Further, after the above-mentioned film forming process, the second spacing member is attached to the second object while the second spacing member is held, so that the impact of this device is It is possible to prevent the adverse effect on the first processed object that has been absorbed by the spacing member 2 and has undergone the film formation process.

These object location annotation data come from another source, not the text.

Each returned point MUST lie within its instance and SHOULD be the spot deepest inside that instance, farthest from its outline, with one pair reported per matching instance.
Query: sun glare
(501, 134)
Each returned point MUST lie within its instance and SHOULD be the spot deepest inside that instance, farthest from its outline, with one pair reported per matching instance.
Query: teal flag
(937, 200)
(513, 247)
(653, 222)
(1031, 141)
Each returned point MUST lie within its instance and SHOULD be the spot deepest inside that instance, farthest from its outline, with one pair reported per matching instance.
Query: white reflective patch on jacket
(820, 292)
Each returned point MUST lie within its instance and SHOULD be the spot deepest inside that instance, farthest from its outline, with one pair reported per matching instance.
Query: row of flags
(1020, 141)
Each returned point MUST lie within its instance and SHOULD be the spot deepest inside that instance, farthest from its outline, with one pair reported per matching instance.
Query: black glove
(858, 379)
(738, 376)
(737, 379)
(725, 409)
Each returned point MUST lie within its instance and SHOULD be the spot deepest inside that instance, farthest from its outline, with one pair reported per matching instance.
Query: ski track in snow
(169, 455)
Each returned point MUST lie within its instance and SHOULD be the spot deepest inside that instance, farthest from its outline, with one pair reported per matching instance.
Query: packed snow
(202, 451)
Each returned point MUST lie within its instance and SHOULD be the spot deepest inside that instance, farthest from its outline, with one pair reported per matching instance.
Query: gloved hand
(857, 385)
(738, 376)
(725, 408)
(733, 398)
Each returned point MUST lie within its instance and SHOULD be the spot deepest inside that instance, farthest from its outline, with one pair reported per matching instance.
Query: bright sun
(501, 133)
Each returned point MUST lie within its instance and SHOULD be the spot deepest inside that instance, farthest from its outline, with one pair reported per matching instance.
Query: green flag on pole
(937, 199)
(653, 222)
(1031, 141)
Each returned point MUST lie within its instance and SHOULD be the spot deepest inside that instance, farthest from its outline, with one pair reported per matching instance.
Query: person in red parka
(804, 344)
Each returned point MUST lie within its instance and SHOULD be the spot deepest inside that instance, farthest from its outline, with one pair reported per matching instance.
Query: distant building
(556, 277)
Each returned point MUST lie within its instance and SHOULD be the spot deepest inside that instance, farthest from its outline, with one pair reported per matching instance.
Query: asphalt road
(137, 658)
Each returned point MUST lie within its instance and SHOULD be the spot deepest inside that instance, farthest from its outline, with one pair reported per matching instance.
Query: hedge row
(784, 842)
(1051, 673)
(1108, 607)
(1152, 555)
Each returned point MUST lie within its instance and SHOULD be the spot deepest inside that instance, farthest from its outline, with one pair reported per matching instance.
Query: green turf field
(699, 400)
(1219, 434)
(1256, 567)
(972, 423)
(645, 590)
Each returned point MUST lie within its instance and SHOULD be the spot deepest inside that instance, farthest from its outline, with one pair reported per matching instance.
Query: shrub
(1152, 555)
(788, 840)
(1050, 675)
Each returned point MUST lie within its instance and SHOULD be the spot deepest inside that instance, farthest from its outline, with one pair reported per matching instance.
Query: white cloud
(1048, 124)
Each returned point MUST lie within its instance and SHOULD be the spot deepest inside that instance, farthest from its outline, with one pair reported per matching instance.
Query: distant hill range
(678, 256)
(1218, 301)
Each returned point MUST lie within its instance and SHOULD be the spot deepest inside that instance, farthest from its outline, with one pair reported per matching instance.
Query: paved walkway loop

Further, the first object is coated with the first spacing member and the second spacing member attached to the first object, and then the second object is subjected to the film forming treatment. Two
Since the spacing member is attached and the first spacing member and the first object to be processed for which the film formation processing has been completed are discharged, a plurality of objects to be processed are successively subjected to the film formation processing. be able to. Therefore, since the film forming apparatus can be continuously operated, the productivity is remarkably improved, and
It is possible to prevent changes in processing conditions due to interruption of film formation processing,
The coating can be homogeneous.

[Brief description of drawings]

1 to 9 show an embodiment, in which FIG. 1 is a schematic front view showing a coating device, and FIG. 2 (a) is a plan view showing an enlarged periphery of a spacer gripping hand. FIG. 3 (b) is a right side view of FIG. 3 (a), and FIGS. 3 (a), (b), (c), (d), (e),
(F), (g), (h) are schematic front views of main parts showing a process for forming a coating film on the outer peripheral surface of the drum, and FIGS. 4 (a), (b), (c), (d), (E) is a schematic front view of essential parts showing another process of applying the coating liquid to the outer peripheral surface of the drum by another coating device, and FIGS. 5 (a), (b), (c), (d), (e). ) Is a schematic front view of a main part showing still another process of applying the coating liquid to the outer peripheral surface of the drum, and FIGS. 6A, 6B, 6C, and 6D show applying the coating liquid to the outer peripheral surface of the drum FIG. 7 is a schematic plan view showing another spacer gripping hand, and FIG. 8 (a) is a schematic diagram showing another process for applying a coating liquid to a substrate drum using a slide hopper device. FIG. 9 (b) is a perspective view showing the slide hopper device with a part thereof cut away, and FIG. 9 is an extrusion hopper device. The is a sectional view showing a state of applying a coating solution on the substrate drum. In the reference numerals shown in the drawings, 16 ... Hopper edge 17 ... Sliding surface 20 ... Coating device main body 22 ... Ball screw 23 ... Lifting member 25 ... Drum discharging hand 26, 26A, 26B, 26C, 26D ... ... Spacer 27, 27A, 27B, 27C ... Conductive substrate drum 28A, 28B, 38A, 38B, 48 ... Spacer gripping tool 29, 39A, 39B, 39C, 39D ... Spacer gripping hand 29a, 39a ... Bearing 30: Hand gripping part 30a: Piston 30b: Cylinder 33: Drum raising / lowering hand 34: Spacer gripping tool body G: Holding state S: Coating liquid.

Claims (1)

[Claims] 1. A film forming apparatus for forming a film on an object to be processed by moving the object to be processed relative to the film forming means, comprising: (a). A first spacing member and a second spacing member are attached to the first object to be processed, the first spacing member is held by a first holding means, and the second spacing member is While being held by the second holding means, the first holding means and the second holding means are moved at the same speed to move the first object to the film forming means. Relatively moving and subjecting the object to film-forming treatment to (b). Thereafter, mounting the second spacing member on the second object while the second spacing member is held, (c). And discharging the first spacing member and the first object to be processed that has completed the film forming process, respectively.